Outside the convention’s doors, pro-Palestinian protest planners say they expect tens of thousands of marchers at major rallies on Monday and Thursday. Pro-Israel groups, in the meantime, are planning events on the sidelines of the conference, often at undisclosed locations in order to avoid disruptions.

The party appears hesitant to give much official breathing space to either side. A schedule sent to delegates Sunday for an eight-session “Dempalooza” communications training seminar did not include a single session on the conflict. The JDCA event on American Jews since Oct. 7 was added after the email was sent out.

Like most Jewish community events, the JDCA event location was undisclosed on public schedules; approved attendees would be informed of the address. Jewish organizations have sought to avoid disruptions or worse at their events. It was a telling contrast: As soon as it was ready to announce the session, Uncommitted posted the McCormick Place address for its session on social media.

The day before the convention, signs of pro-Palestinian protest were barely visible throughout the city, which was marked overwhelmingly by signage celebrating the four-day convention.

Harris briefly met with Uncommitted leaders in Michigan earlier this month and reportedly told them what was happening in Gaza was “horrific.” She later shushed protesters who were interrupting her speech, asking them if they wanted to elect Donald Trump, the Republican nominee.

Hatem Abudayyeh, the spokesperson for the Coalition and U.S. Palestinian Community Network, one of the organizers of the mass marches, staged a press conference on Sunday at Union Park to complain that the city had allotted them just a mile along narrow streets.

He said he did not believe the city when officials said security considerations were behind the restrictions. “We say it’s a content-based restriction,” he said, based on the pro-Israel policies of Harris, Biden and Illinois Gov. J.B. Pritzker, who is Jewish and whom Abudayyeh called a “Zionist.”

“J.B. Pritzker is a Zionist.

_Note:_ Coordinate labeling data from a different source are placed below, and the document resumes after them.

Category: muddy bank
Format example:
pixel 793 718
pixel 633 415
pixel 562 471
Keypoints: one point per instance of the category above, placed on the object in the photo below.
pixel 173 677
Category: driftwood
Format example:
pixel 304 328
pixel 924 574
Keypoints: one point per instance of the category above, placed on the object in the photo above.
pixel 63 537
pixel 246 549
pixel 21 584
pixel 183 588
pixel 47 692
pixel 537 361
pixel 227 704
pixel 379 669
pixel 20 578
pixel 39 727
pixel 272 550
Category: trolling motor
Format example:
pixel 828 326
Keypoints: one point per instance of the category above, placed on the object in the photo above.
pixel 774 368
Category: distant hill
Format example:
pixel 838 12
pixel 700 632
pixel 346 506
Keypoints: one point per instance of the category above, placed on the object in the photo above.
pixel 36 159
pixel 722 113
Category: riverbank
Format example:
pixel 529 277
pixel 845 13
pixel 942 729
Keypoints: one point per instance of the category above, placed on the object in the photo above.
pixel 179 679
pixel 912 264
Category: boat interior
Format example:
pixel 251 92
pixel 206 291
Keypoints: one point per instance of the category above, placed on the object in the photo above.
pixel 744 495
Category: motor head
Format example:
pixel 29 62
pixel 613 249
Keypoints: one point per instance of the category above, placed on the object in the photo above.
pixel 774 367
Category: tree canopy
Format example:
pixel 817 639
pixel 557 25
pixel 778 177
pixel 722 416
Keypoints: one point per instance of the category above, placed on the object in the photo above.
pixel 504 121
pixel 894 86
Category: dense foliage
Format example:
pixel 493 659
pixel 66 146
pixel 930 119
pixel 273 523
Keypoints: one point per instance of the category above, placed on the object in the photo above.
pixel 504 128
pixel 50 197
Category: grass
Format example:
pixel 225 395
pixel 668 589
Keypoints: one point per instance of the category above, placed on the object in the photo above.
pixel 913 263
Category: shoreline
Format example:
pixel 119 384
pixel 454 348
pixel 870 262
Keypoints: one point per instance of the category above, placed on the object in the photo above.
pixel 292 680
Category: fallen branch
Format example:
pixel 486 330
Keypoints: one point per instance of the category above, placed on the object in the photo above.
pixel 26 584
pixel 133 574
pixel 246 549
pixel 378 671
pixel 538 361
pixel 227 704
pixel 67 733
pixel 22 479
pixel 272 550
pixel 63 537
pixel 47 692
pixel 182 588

J.B. Pritzker supports Israel unequivocally,” Abudayyeh said. “I believe that he’s done good work as a governor in general, but he’s one of those folks that we call progressive except on Palestine, and that’s not acceptable anymore.”

The pro-Palestinian groups have one top local official on their side: Brandon Johnson, Chicago’s mayor, on Saturday, told Mother Jones that Israel’s actions were genocidal.

The Israeli American Council, meanwhile, has also complained that the city declined to give it rally space near the convention. It plans to stage a “Hostage Square” with speakers from the families of captives on private property. IAC has also accepted a Wednesday evening spot at a “Speaker’s Platform” the city has set up in one of its parks to accommodate the many groups that applied for rally permits but were declined.

The pro-Palestinian activists’ agenda is to get the United States to coerce Israel into accepting a ceasefire and to impose an arms embargo on Israel.

Yet even among the progressives most dedicated to the cause of the Palestinians, the issue appears shunted to low priority because of the many threats Democrats perceive in Trump’s quest to regain the White House, which he lost to Biden in 2020.

A Progressive Democrats of America conference on the convention’s outskirts on Sunday had initially meant to devote an hour and 15 minutes to the Palestinian issue; the session was delayed and scored barely 30 minutes of rushed speeches.

Trump’s threats to round up undocumented migrants and deport them, to expand restrictions on abortion and to roll back Biden’s health care reforms got more urgent attention. Appeals from pro-Palestinian groups to leverage votes to persuade Biden and Harris to get tough on Israel fell flat in the venue.

Just prior to the session on the Gaza war, Erika Andiola, an immigration activist, told the gathering that Democrats were not making sufficiently clear what could happen to migrants, including members of her family.

“If Trump gets elected there could be mass deportations across the U.S.,” she said.